There are three reasons why paint may not dry properly and leave a gummy mess on the painted surface. The first is that grease, silicone, wax or some other substance on the surface interfered with the drying of the paint. The second is that a corrosive substance was introduced to the surface after it was painted and the third is that the paint didn't contain sufficient drying agents. In all cases, you have to remove the paint to correct the problem, and this usually involves paint stripper, thinner and sandpaper.
Things You'll Need
- Paint stripper
- Old paintbrush
- Paint scraper
- Steel wool
- Lacquer thinner
- Medium- and fine-grit sandpaper
- Orbital sander
Spread paint stripper on the gummy paint with an old paintbrush and scrape it off with a paint scraper. Since the paint isn't hard, you won't have to wait for the stripper to dissolve it and can begin scraping right away. If the painted surface is metal, you may be able to scrape off the gummy paint without using a stripper. Scrape lightly so you don't scratch the metal.

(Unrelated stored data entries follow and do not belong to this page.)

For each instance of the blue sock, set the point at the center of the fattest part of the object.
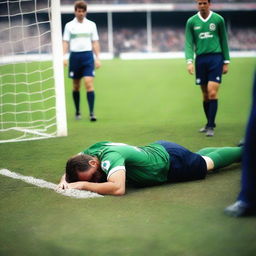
(90, 99)
(206, 110)
(76, 98)
(213, 106)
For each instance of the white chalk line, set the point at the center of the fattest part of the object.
(45, 184)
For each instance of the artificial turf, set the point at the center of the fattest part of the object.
(137, 102)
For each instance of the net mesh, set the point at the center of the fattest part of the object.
(27, 92)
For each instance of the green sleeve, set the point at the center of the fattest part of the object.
(189, 42)
(224, 41)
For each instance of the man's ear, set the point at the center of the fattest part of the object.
(93, 163)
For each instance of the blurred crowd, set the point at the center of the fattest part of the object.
(166, 39)
(150, 1)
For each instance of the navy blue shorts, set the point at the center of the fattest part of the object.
(184, 164)
(81, 64)
(209, 68)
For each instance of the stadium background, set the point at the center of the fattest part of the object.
(137, 102)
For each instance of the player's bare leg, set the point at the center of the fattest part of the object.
(76, 97)
(89, 80)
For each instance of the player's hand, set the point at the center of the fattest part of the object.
(190, 68)
(225, 68)
(63, 185)
(97, 63)
(65, 63)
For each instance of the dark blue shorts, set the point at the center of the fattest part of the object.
(184, 164)
(209, 68)
(81, 64)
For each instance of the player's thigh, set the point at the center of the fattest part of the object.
(215, 68)
(209, 163)
(89, 83)
(213, 88)
(201, 70)
(76, 84)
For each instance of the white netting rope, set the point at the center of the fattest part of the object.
(27, 92)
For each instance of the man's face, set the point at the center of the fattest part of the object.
(80, 14)
(93, 174)
(203, 6)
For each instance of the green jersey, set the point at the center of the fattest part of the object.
(206, 36)
(144, 166)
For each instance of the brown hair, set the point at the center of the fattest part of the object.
(77, 163)
(81, 5)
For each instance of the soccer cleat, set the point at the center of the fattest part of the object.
(209, 132)
(78, 117)
(93, 118)
(241, 143)
(240, 209)
(204, 129)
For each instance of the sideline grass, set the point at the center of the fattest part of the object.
(136, 102)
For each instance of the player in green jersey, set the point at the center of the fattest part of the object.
(106, 167)
(206, 37)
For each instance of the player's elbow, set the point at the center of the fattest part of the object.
(119, 192)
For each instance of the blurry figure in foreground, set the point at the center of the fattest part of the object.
(246, 201)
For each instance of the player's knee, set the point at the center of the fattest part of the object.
(212, 95)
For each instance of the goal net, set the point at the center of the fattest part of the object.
(32, 100)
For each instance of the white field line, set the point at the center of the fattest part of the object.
(45, 184)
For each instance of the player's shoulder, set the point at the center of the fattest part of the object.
(70, 23)
(193, 18)
(217, 16)
(90, 22)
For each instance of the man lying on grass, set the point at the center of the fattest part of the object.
(106, 167)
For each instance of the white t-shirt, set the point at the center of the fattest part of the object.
(80, 35)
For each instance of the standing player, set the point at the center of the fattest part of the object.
(81, 38)
(206, 37)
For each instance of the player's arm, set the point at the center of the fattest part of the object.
(65, 51)
(63, 183)
(114, 186)
(224, 45)
(96, 51)
(189, 48)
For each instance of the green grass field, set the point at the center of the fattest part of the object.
(137, 102)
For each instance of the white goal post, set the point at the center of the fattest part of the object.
(32, 95)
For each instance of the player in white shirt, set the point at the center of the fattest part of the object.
(82, 40)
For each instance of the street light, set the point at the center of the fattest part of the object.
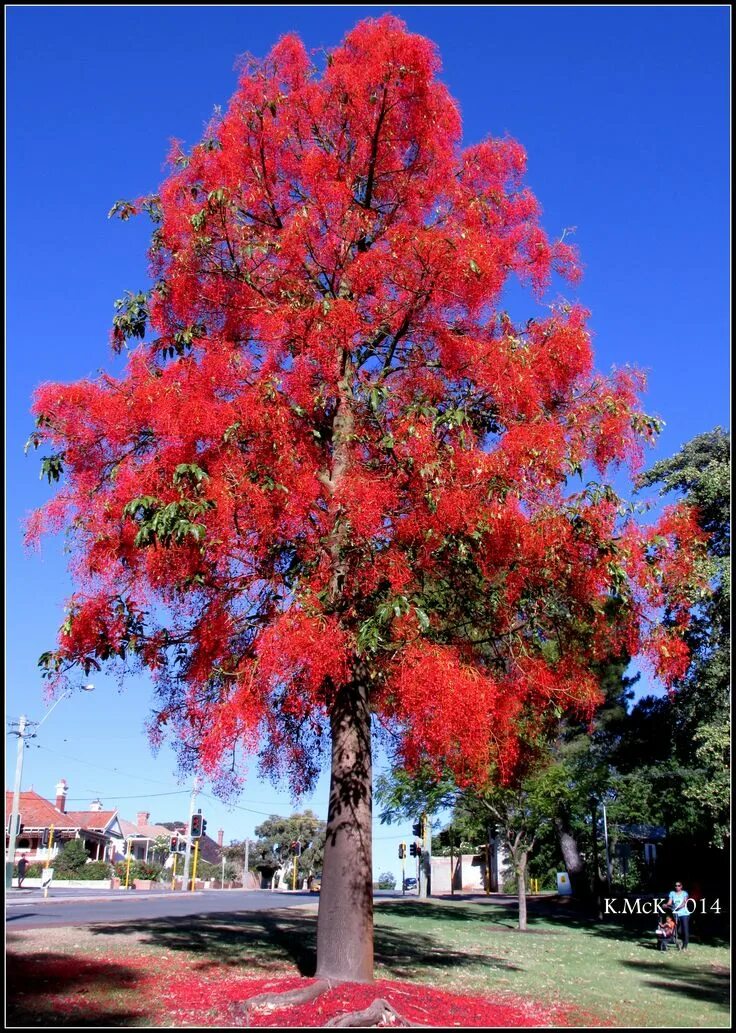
(23, 732)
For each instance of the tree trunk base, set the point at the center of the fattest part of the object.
(378, 1013)
(276, 1001)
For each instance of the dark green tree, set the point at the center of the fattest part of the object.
(272, 849)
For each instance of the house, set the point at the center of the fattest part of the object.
(46, 827)
(147, 841)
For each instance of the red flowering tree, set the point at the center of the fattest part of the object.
(335, 481)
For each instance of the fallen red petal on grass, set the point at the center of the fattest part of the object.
(165, 995)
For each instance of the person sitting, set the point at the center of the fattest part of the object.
(678, 902)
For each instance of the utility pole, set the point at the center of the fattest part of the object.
(14, 814)
(426, 859)
(608, 855)
(187, 853)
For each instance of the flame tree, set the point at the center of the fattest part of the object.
(335, 482)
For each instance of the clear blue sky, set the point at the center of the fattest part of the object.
(624, 116)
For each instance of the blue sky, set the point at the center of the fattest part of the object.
(624, 115)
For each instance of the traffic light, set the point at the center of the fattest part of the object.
(19, 825)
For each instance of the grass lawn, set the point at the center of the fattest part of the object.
(184, 971)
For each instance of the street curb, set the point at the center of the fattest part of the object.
(141, 895)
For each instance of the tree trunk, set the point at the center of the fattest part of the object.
(521, 879)
(571, 854)
(345, 917)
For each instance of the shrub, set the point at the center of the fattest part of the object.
(32, 872)
(72, 858)
(95, 870)
(139, 870)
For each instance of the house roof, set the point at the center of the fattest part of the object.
(131, 830)
(39, 813)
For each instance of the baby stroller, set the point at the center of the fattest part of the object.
(667, 934)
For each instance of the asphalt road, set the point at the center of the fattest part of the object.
(28, 909)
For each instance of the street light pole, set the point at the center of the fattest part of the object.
(12, 831)
(23, 732)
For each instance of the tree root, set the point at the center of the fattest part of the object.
(274, 1002)
(378, 1013)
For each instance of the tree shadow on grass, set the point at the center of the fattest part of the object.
(257, 943)
(35, 981)
(545, 913)
(712, 987)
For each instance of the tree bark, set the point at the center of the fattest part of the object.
(571, 854)
(521, 864)
(345, 917)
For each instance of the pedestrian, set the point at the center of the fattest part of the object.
(22, 866)
(666, 932)
(678, 902)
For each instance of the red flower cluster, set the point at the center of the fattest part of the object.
(333, 457)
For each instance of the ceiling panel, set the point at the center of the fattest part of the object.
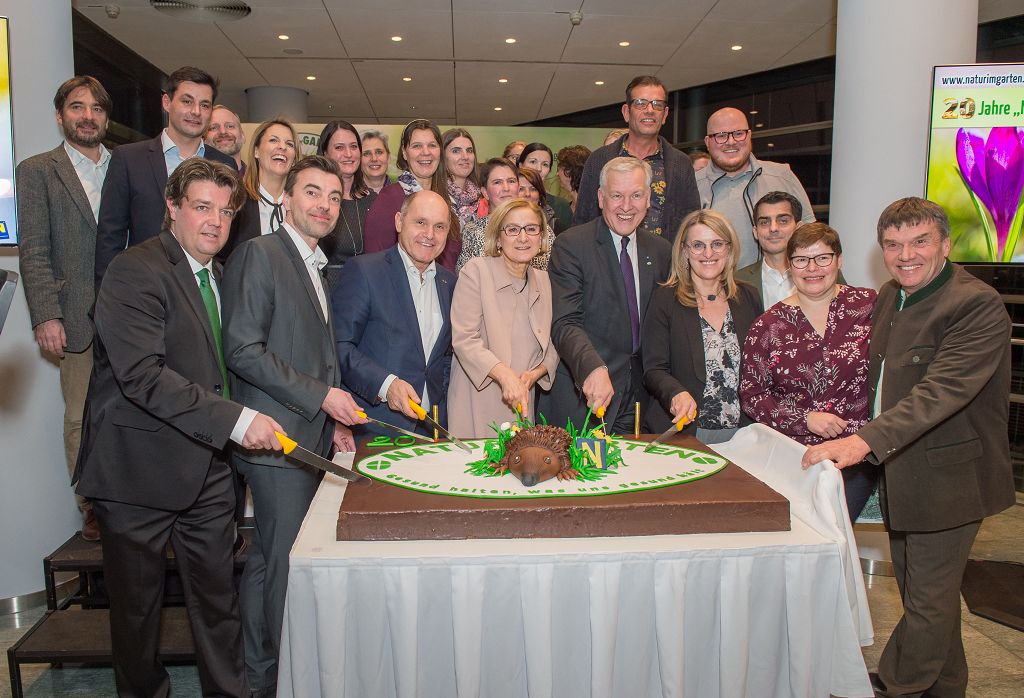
(309, 30)
(650, 43)
(480, 36)
(367, 34)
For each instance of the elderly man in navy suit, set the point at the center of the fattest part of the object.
(132, 205)
(392, 318)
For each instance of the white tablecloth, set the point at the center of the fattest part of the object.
(762, 615)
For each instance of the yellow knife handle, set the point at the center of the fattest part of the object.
(286, 443)
(420, 411)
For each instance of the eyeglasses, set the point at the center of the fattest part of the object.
(722, 137)
(822, 260)
(922, 243)
(656, 104)
(698, 247)
(531, 229)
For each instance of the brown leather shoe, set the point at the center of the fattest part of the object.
(90, 529)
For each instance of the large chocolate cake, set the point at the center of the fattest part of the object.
(404, 506)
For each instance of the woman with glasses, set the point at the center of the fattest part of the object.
(695, 326)
(271, 153)
(419, 158)
(805, 360)
(501, 325)
(340, 141)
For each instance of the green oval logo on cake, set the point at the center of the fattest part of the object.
(444, 469)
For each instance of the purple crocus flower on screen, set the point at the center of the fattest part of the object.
(993, 169)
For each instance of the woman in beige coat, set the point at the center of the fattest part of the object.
(501, 325)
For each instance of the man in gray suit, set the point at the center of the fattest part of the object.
(279, 344)
(940, 388)
(57, 207)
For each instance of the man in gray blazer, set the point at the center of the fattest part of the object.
(57, 207)
(940, 376)
(279, 345)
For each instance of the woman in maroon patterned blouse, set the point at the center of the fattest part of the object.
(805, 360)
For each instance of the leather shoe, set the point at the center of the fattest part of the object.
(90, 528)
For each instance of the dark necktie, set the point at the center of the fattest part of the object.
(631, 291)
(210, 301)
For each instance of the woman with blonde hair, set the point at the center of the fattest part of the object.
(501, 324)
(272, 150)
(694, 332)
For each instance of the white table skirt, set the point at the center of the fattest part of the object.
(732, 614)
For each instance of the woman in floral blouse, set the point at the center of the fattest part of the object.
(805, 360)
(694, 330)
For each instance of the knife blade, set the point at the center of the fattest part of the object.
(674, 429)
(295, 451)
(421, 437)
(429, 421)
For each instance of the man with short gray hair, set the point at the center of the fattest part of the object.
(602, 276)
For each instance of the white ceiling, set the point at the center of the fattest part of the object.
(455, 50)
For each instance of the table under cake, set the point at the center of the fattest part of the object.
(764, 614)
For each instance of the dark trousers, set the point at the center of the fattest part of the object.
(281, 498)
(925, 653)
(134, 540)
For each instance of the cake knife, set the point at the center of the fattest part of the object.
(421, 437)
(294, 450)
(430, 422)
(674, 429)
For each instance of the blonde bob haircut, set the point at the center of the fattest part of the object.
(680, 278)
(497, 219)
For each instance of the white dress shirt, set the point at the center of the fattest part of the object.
(314, 260)
(90, 174)
(775, 285)
(428, 316)
(248, 415)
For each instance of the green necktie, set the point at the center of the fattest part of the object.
(211, 311)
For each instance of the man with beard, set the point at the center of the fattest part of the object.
(735, 179)
(279, 345)
(224, 133)
(131, 209)
(57, 207)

Moisten a pad of coarse to medium-coarse steel wool in lacquer thinner and rub the residue from the surface you scraped. If the surface is metal, use fine steel wool so you don't scratch the surrounding areas of hard paint. The lacquer thinner will neutralize the stripper, remove remaining undercoatings of paint and clean off grease, wax and silicone that may have been interfering with the adhesion.
Sand the surface and feather the edges of the repair into the the surrounding areas of hard paint. Use 120- to 150-grit sandpaper for a wooden surface and 220-grit paper for a metal one. If you are repairing a large area, use an orbital sander to make the job go more quickly.
Rub the repair down again with steel wool soaked in lacquer thinner if the sandpaper gums up quickly when you are sanding. Gummy sandpaper indicates residue remaining on the surface that may interfere with the adhesion of a new coat of paint.